Da tantissimi anni si faceva il knock-out su lievito e sui batteri, ma era difficile farlo sugli eucarioti. La scoperta della staminale ha permesso la messa a punto di questa tecnica perché la staminale è facile da tenere in laboratorio, e è facile da manipolare in maniera simile a quella di una cellula batterica, quindi di un organismo unicellulare.

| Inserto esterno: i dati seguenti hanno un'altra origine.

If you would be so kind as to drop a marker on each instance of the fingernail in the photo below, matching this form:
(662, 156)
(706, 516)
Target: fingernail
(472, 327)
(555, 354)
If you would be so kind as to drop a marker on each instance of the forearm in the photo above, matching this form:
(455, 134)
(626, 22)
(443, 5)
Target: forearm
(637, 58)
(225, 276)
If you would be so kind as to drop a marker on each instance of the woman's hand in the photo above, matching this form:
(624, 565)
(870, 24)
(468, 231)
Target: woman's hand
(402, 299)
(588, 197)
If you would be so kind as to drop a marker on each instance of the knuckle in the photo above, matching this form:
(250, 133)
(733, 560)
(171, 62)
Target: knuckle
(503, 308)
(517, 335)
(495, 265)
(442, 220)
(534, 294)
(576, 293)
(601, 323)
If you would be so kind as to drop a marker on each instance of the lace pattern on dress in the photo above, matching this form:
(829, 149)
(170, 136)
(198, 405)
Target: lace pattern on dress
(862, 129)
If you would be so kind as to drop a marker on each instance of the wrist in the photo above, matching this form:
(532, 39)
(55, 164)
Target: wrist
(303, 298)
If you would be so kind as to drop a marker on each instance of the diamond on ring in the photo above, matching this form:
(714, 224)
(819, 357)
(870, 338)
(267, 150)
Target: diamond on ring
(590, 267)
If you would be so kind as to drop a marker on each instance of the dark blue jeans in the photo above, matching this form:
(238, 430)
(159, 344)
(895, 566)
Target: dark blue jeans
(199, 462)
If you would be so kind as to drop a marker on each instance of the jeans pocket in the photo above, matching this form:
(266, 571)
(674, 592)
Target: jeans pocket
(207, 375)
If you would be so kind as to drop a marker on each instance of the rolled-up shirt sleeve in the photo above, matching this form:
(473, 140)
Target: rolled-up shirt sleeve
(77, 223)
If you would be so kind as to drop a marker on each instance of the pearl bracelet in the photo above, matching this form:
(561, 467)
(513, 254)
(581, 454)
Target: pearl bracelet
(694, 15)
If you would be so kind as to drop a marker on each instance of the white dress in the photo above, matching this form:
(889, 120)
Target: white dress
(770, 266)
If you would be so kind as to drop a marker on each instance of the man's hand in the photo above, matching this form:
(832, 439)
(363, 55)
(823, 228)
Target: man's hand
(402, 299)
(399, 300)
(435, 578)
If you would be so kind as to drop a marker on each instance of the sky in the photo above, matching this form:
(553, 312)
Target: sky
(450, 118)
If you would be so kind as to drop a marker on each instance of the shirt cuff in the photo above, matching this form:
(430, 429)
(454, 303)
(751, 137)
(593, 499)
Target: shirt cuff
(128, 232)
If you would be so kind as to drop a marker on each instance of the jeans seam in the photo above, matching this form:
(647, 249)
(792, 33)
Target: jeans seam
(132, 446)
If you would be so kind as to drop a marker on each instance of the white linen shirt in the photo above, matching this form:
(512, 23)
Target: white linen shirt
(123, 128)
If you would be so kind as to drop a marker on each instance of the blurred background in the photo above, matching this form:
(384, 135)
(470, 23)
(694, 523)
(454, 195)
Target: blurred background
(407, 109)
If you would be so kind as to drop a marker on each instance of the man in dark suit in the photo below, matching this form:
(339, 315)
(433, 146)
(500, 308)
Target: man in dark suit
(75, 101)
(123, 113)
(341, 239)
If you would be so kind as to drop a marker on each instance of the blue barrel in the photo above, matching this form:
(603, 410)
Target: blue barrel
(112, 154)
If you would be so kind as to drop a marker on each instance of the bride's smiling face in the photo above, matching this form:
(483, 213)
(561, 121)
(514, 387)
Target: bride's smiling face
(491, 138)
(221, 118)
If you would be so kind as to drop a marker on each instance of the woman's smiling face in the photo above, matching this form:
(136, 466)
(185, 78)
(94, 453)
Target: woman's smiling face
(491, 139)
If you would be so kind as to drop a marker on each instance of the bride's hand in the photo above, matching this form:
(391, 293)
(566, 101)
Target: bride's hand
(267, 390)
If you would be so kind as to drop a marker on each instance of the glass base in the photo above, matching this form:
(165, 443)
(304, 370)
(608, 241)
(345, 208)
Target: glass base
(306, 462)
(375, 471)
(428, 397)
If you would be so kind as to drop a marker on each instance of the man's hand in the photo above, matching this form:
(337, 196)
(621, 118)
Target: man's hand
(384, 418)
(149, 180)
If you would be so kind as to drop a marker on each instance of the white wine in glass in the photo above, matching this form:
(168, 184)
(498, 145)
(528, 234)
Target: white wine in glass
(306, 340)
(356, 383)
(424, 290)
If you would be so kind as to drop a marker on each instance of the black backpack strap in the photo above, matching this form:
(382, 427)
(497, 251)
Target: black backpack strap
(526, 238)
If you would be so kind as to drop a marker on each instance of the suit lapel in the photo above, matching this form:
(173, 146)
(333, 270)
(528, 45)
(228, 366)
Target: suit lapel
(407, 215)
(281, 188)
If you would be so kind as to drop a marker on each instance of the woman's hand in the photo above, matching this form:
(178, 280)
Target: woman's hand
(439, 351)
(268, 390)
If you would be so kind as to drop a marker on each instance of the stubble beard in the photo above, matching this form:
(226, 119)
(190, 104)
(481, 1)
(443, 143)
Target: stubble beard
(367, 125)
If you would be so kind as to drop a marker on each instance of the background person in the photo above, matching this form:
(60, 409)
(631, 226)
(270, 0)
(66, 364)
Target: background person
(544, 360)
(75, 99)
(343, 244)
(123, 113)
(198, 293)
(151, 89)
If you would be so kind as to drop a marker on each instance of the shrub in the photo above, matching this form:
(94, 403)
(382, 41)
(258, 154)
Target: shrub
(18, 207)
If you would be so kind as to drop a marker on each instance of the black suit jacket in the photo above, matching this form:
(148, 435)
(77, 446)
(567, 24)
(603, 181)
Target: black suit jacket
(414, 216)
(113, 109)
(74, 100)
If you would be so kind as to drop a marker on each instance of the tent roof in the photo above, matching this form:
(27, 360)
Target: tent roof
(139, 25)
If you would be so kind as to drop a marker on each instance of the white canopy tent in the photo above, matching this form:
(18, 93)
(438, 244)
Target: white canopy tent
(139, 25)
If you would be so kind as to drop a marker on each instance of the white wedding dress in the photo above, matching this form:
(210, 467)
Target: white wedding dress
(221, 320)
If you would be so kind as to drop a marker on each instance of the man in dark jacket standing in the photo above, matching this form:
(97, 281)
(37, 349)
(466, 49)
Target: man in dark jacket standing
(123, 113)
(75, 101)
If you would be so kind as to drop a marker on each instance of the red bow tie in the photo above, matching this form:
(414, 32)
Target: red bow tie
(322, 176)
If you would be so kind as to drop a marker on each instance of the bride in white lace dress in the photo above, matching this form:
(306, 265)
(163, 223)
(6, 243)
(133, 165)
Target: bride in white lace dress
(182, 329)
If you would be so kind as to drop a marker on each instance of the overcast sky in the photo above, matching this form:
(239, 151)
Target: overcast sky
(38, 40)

Quindi la staminale ha due capacità importanti: di andare incontro a mitosi, rigenerando il pool di cellule staminali e, quando riceve un opportuno stimolo, di dividersi per mitosi e contemporaneamente, mentre fanno mitosi, di attuare la regolazione dell'espressione genica e dare le cellule somatiche. Nell'adulto, una determinata staminale è in grado di differenziarsi o in una sola staminale, come fanno le cellule del fegato, oppure di andare incontro a una serie di differenziamenti.
Nei tessuti dell'adulto io ho queste staminali che quando vengono attivate per riformare le somatiche vanno incontro a mitosi, fanno divisioni mitotiche, ma tutte le volte che si dividono, formano cellule figlie, il DNA rimane identico, ma tutte le volte che si fa un passaggio, si comincia a produrre dei fattori di trascrizione specifici che cominciano a regolare le espressioni geniche e alla fine ottengo, attraverso questi passaggi mitotici, delle cellule figlie completamente differenziate e somatiche.
Meristemi e ciclo cellulare mitotico
Nelle piante non ho delle nicchie staminali a livello dei vari tessuti, ma le piante in realtà hanno dei veri e propri tessuti staminali chiamati meristemi, da cui si possono generare tutte le varie parti della pianta, quindi hanno delle capacità di rigenerazione molto superiori a quelle dell'uomo. Non solo, ma le nicchie staminali invecchiano con l'individuo, le staminali con l'andare dell'età perdono sempre di più la capacità di divisione e ovviamente la capacità di rigenerazione dei tessuti, è una caratteristica tipica degli animali che le piante non hanno, perché questi tessuti meristematici rimangono attivi per tutta la vita della pianta.
Indipendentemente dal fatto che sia una cellula vegetale che una cellula animale, la mitosi viene fatta ciclicamente.
Un ciclo cellulare mitotico genera 2 cellule figlie con patrimonio genetico identico alla cellula madre che a loro volta possono andare incontro a una nuova divisione cellulare. (Cosa che non può essere fatta con la meiosi.)
Quindi la meiosi produce cellule specializzate che alla fine non si possono più dividere. Per il modo con cui si realizza la mitosi, invece, la posso percorrere ciclicamente.
Infatti, per quanto riguarda la riproduzione mitotica, si parla anche di ciclo cellulare mitotico.
Da un punto di vista didattico, viene suddivisa in due grandi parti: una parte di preparazione, chiamata interfase, che è la parte più lunga di tutta la mitosi, e una piccola parte chiamata fase mitotica o M.
L'interfase è la fase di preparazione, è la fase di sintesi, dove io sintetizzo tutte quelle che sono le molecole, le macromolecole, gli organelli che mi interessano, replico il DNA, mentre nella fase M mitotica separo il materiale genetico e la cellula madre in due cellule figlie.
Le cellule somatiche differenziate si fermano, una volta che sono state prodotte, nella fase ciclo mitotico chiamata G1, G sta per gap, per intervallo. Quindi ci sono cellule, come le somatiche, che una volta sono state prodotte, finché non muoiono, rimangono in G1. Le staminali di solito sono fuori dal ciclo, dormono, sono quindi in una fase di quiescenza chiamata G0, e entrano nel ciclo soltanto dopo opportuni stimoli, sia interni alla cellula, che esterni.
Quando entrano nella fase G1, cosa fanno le staminali che devono formare le cellule figlie?
Nell'intervallo G1 cominciano a regolare l'espressione genica per prepararsi alla mitosi. Vengono attivati tutta una serie di geni, che portano poi la cellula a sintetizzare tutte le molecole, le macromolecole che servono per la divisione cellulare, cominciano ad aumentare il volume dei vari organelli, fino ad entrare nella fase S.